ALPA has publicly supported and continues to work for such reform as a means to achieve a semblance of balance between corporate campaign contributions and contributions from U.S. workers. U.S. corporations, in recent elections, outspent union-collected campaign contributions 15 to 1. Our competitors in this race are the airlines. In recent elections, airlines outspent airline workers in soft money spending 70 to 1.

So how does reforming campaign soft money work for us? The truth is that ALPA does not participate in soft money campaigns. And no ALPA dues go toward partisan political programs—even our AFL-CIO assessments have been earmarked for voter registration, get-out-the-vote campaigns, and other nonpartisan election purposes. We want to play the game with hard money, and we have told Congress that. The elimination of soft money campaign contributions will help neutralize massive airline political funds that often draw on corporate revenues. The airlines are still going to hit up their CEOs and corporate directors for PAC money, but we have a lot more members than they do managers. In a hard-dollar arena, we should be able to match dollar for dollar the contributions of airline management.

Although contributions that pilots sent to ALPA-PAC increased in 2001—in fact, to record levels—that higher dollar amount was achieved from a dwindling number of contributors. ALPA members who continue to support ALPA-PAC are those who lived through the early years of deregulation and the Continental, United, and Eastern strikes. These PAC participants remember all too well that the agenda of ALPA members is always at risk in the political arena—and that participation in ALPA-PAC can and does make a difference. Nearly all of them contribute through payroll deduction. They recognize that the U.S. President and Congress have a gigantic effect on the decisions that touch our profession. They understand that fixing a lot of things that are wrong will take political pressure. These PAC-participating pilots are now retiring; and as they leave, younger pilots are not stepping up to replace them.

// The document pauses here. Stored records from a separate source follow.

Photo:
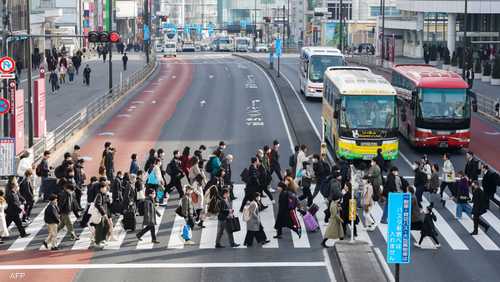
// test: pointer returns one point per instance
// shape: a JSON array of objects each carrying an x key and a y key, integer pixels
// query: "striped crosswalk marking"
[
  {"x": 444, "y": 228},
  {"x": 33, "y": 229},
  {"x": 146, "y": 242},
  {"x": 175, "y": 241},
  {"x": 483, "y": 239}
]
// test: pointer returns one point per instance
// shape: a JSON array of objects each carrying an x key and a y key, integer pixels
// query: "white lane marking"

And yet, in no other period in our history has the political threat to pilots and our profession been more real. The Canadian government recently proposed cabotage as a means to improve airline revenue. The McCain-Lott bill to circumvent airline collective bargaining is still haunting the halls of Congress. Pension law changes may soon surface. Don’t think for a minute that pension reform will favor employees. Corporations are the driving force behind this reform. These companies, whose pension funds were flush in recent years, no longer want to divert cash into worker retirement plans. Obtaining universal access, arming pilots, regaining our cockpit jumpseats, and all of the issues around airport and aircraft security are political in nature. None of these issues are pure—people who make these decisions are political appointees and respond to political pressure.

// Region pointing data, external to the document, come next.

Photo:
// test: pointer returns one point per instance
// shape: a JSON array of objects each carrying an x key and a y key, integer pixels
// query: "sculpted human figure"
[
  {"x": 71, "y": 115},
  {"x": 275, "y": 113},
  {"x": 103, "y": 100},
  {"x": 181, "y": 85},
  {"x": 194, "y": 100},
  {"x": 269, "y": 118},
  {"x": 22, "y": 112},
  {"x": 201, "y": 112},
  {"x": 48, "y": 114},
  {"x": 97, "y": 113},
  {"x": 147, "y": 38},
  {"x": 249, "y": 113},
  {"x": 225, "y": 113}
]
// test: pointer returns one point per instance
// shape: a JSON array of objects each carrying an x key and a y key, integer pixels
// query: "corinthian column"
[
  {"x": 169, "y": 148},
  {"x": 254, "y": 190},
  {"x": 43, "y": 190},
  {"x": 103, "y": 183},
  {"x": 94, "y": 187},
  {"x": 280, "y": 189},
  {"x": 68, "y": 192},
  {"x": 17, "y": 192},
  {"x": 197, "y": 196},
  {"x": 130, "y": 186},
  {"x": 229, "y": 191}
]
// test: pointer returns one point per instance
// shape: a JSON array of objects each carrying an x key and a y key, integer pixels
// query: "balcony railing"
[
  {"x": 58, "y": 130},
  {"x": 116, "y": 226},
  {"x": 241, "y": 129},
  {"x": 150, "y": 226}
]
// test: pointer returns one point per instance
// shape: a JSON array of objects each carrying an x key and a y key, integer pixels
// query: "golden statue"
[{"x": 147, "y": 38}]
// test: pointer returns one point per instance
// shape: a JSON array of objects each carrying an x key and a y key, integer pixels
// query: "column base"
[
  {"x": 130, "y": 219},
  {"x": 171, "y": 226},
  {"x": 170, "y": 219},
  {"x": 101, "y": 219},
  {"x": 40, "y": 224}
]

ALPA members generally want to take some positive action to make their work environment better. One of the easier ways is to send a donation to ALPA-PAC. For the past 27 years, ALPA-PAC has been a critical complement to ALPA’s lobbying program, being used for issues ranging from fringe benefits taxation to source taxation of retirement benefits, from TCAS II for cargo airplanes to small-airport certification, from federal funding for ALPA’s HIMS program to bankruptcy law reform. And the list goes on.

But the average 10 percent PAC participation rate for ALPA members is unacceptable. In fact, three pilot groups are carrying most of the load for the rest of ALPA. Delta, Northwest, and United pilots make up nearly two-thirds of our PAC participants while they are only 44 percent of ALPA’s active members. Those three pilot groups contributed 82 percent of our 2001 PAC dollars.

So why do I raise this issue in spring—so far from elections next November? The fact is that if we don’t get money flowing into ALPA-PAC this spring and early summer, we will not be able to maximize our political clout.